With items from prehistoric times, and fine arts and decorative arts from as early as the 17th century, all the way up to the first half of the 20th century.
The museum was created in the 1920's by François Carnot, son of the president of the French Republic Marie François Sadi Carnot, who was married to the daughter of a perfume industrialist from Grasse.
The 18th-century mansion has retained its original distribution of staterooms and private spaces. Built by the Milanese architect Jean Orello, it has a typically Italian roof terrace and colourful façade, but a Provençal layout. The house, after being abandoned during the revolution, was sold to a family of perfumers, the Bruery brothers, who turned it into their factory changing the building extensively. Carnot bought it in 1918, restoring it to its former image as much as he could.

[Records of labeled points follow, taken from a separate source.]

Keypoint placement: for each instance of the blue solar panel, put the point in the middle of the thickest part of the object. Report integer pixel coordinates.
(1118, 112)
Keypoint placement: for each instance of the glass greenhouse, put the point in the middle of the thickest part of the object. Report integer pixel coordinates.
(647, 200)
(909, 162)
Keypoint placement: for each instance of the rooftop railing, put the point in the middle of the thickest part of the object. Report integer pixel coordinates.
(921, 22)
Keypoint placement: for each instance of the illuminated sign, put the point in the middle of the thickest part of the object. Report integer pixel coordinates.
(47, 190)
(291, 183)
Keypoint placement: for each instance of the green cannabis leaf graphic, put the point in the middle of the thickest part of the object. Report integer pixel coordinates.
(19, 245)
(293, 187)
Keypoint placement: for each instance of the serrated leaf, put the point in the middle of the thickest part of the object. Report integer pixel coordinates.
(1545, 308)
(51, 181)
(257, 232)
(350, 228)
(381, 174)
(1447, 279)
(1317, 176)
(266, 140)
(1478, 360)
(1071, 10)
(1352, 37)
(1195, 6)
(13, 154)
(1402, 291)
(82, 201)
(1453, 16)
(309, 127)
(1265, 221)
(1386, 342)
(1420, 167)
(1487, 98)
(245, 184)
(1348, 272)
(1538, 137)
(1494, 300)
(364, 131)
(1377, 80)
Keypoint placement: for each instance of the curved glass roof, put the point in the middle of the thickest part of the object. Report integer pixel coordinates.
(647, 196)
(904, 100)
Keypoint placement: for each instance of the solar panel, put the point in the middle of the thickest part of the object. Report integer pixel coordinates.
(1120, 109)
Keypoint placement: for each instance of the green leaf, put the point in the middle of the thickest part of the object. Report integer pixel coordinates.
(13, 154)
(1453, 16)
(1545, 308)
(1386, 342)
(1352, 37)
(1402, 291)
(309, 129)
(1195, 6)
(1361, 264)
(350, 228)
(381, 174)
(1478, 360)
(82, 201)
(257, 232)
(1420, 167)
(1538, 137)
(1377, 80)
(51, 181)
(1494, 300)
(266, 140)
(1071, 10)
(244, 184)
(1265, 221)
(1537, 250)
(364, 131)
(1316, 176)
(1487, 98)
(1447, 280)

The collection is based around regional archaeology and popular arts and traditions, a selection of paintings, sculpture, graphic art, furniture, ceramics, glassware, textiles, jewellery and weapons, the museum tells the history of the eastern Provence whose traditions, firmly rooted in everyday life, favoured the emergence of strong local identities.
You can visit a traditional Provençal kitchen, the reception rooms and private apartments of the mansion and even a typical bathroom, all with authentic furniture and clothes. There is also a garden with roses, lemon trees and magnolias.